Latin American countries continue to demonstrate courage and vision regarding drug policy. The latest improvements are taking place at the National House of Representatives, where two bills (See the two bills here: 9471-11 & 9496) are being debated at the Health and Public Security committees. On the latest developments, the Health Committee agreed to mix the two bills into one in order to better channel the debate. These bills aim to legalize the growth of cannabis when its intended to be used for medicinal purposes together with the depenalization of its use, not only for medicinal purposes but also for recreational ones.
It is important to note that while personal drug use is allowed in Chile, a series of limitations present in the current law, make it almost impossible, generating a series of negative externalities and the eventual criminalization of users. Other debates that have taken place at Congress, have to do with possession, the amounts of drugs that a person should be allowed to carry for personal use.
While other bills have been presented at both the House and the Senate on previous occasions, this is the first time they get large support both from the legislative and also from government officials. The work of both committees have included a large variety of presentations from civil society actors, the National Institute of Public Health and even drug users. Among other agreements made by the Health Committee, it’s the need to re schedule cannabis on the right list, as today it is part of the list number 1, that groups other hard drugs such as heroin and cocaine (You can see the original List of Schedule 1 Drugs here). The committee, for the first time, agreed to send and official request to both the President of Chile and the Minister of Health in order to achieve the right categorization.
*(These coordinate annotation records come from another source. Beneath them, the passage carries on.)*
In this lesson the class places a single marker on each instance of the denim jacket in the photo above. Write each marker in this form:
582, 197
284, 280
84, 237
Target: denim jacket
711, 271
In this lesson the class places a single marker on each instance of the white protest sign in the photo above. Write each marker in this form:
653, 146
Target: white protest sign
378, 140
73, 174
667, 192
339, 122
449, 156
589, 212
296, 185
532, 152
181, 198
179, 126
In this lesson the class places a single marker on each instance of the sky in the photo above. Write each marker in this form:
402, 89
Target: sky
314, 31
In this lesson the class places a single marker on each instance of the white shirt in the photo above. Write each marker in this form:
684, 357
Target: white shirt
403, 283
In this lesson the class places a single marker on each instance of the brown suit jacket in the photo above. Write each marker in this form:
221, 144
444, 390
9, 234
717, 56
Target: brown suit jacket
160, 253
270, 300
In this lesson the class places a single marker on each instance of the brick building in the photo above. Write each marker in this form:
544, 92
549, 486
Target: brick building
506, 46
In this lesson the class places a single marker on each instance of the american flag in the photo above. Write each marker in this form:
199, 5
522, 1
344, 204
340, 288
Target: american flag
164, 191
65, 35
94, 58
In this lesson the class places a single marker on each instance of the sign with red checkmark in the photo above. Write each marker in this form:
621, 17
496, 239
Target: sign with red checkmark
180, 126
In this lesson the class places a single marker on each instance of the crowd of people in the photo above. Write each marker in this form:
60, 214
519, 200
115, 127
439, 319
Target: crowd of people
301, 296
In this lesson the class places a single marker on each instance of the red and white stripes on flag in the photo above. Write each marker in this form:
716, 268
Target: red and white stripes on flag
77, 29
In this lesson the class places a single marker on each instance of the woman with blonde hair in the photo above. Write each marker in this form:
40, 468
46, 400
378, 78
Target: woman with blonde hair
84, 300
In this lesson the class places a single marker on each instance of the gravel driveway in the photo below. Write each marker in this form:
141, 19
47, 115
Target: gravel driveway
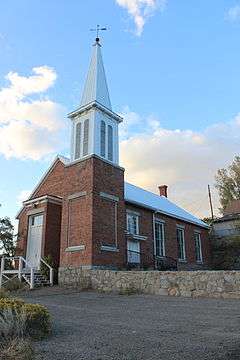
93, 326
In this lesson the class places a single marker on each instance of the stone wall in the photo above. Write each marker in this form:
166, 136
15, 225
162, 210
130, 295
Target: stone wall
215, 284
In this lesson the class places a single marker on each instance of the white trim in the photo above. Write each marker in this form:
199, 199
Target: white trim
129, 211
75, 248
63, 160
109, 196
44, 198
136, 236
95, 104
200, 246
73, 162
163, 238
180, 226
184, 259
132, 214
157, 211
109, 248
35, 211
77, 195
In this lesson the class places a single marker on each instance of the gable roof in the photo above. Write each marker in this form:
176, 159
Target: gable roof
144, 198
138, 196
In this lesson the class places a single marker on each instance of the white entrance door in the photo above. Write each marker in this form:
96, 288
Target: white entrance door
133, 252
34, 240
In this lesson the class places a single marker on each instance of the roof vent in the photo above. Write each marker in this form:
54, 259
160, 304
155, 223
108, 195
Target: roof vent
163, 190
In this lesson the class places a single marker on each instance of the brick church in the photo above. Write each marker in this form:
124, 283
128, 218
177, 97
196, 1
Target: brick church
83, 214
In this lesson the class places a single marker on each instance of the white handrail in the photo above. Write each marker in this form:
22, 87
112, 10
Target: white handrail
50, 271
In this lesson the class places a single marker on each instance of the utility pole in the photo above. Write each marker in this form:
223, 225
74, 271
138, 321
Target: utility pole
210, 202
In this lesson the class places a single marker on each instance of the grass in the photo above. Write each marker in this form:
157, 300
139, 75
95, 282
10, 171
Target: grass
18, 348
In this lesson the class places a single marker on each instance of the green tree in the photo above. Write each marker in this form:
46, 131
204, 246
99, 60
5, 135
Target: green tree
7, 242
228, 183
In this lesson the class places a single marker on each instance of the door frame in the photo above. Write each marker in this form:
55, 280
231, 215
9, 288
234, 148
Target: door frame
35, 214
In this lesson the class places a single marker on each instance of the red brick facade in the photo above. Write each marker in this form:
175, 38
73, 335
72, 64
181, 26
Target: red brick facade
86, 225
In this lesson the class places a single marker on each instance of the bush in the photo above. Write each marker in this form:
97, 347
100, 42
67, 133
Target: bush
3, 294
14, 285
37, 317
20, 349
12, 324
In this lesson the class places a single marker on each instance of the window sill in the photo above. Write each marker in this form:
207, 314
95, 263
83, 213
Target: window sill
136, 236
109, 248
75, 248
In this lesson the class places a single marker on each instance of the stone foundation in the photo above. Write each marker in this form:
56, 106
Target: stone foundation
215, 284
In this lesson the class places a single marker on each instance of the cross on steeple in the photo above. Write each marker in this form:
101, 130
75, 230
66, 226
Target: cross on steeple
97, 30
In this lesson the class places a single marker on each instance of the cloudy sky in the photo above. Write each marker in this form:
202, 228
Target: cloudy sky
173, 73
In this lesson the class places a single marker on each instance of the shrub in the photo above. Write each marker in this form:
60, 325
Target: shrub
20, 349
37, 317
14, 285
3, 294
12, 324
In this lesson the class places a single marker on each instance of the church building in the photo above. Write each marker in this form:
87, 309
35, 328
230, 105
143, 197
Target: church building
84, 215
During her campaign, President Bachelet presented, part of her program, a compromise to reevaluate drug categorization and explore other changes to current drug law. As the debate is moving forward in Congress, the central government is also moving along with the work of the two commissions that are exploring possible changes to current policy. These changes come as no surprise, according to a yearly poll executed by the Asuntos del Sur`s Latin American Drug Policy Observatory, 48% of Chileans evaluate current governmental policies on a negative way. Parallel to that, important shifts regarding detentions have been seen since last year.
The debate regarding drug policy in Chile has reached impressive levels, yet it still needs to improve its quality and achieve the inclusion of more evidence, in order to expand to a larger fraction of the population and go beyond the simple demand for cannabis legalization.
It is expected that in the coming weeks, the debate will continue at The House, to later enter the Senate (Where a bill for regulation of cannabis use and growth has already being presented) and in the next months, the Government should share the main findings and recommendations to move forward. The public and sometimes silent work of different actors, especially from our Observatory, has allowed for an increase on political confidence, paving the way for reform.